The Vaxchora vaccine dose volume has been reduced in children to improve acceptability, and cold chain requirements are now less stringent at +2°C to +8°C.
Vaxchora vaccine induces SVA seroconversion in as little as 7 days and is 90% protective at 10 days and 80% protective at 90 days postvaccination against cholera challenge. The long-term duration of protection provided by Vaxchora vaccine is unknown and in need of further study.
Vaxchora vaccine induces robust memory B-cell responses which last for at least 6 months, and there is a statistically significant association between vaccine-induced increases in LPS-specific IgA memory B cells and lower diarrheal stool volumes following challenge.
Determination of the need for Vaxchora vaccine reimmunization is complicated by the presence of pre-existing SVA and the persistence of local gut immunity, which may interfere with colonization of the small bowel following a second dose of vaccine.
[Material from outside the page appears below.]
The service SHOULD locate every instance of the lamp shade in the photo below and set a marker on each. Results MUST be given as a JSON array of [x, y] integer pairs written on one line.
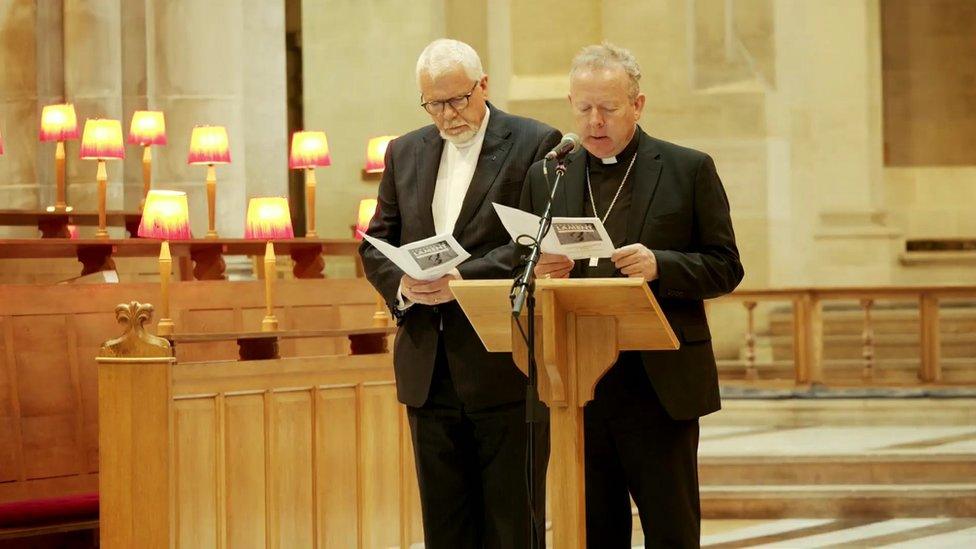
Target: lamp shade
[[165, 216], [59, 123], [268, 218], [102, 140], [147, 128], [376, 152], [367, 209], [209, 145], [308, 150]]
While killed cholera vaccines have demonstrated efficacy in endemic and epidemic situations, they require multiple doses and provided limited protection after one dose, especially in children less than 5 years of age. Vaxchora vaccine might one day provide a useful alternative in at-risk infants and children – further study is needed.
Declaration of interest
J McCarty, PA de Lame, M Lock, and D Haney are paid consultants for Emergent Travel Health Inc. L Bedell and D Cassie are employees of Emergent Travel Health Inc. S Bennett is an employee of Adjuvance Technologies Inc. The authors have no other relevant affiliations or financial involvement with any organization or entity with a financial interest in or financial conflict with the subject matter or materials discussed in the manuscript apart from those disclosed.
Reviewer disclosures
Peer reviewers on this manuscript have no relevant financial or other relationships to disclose.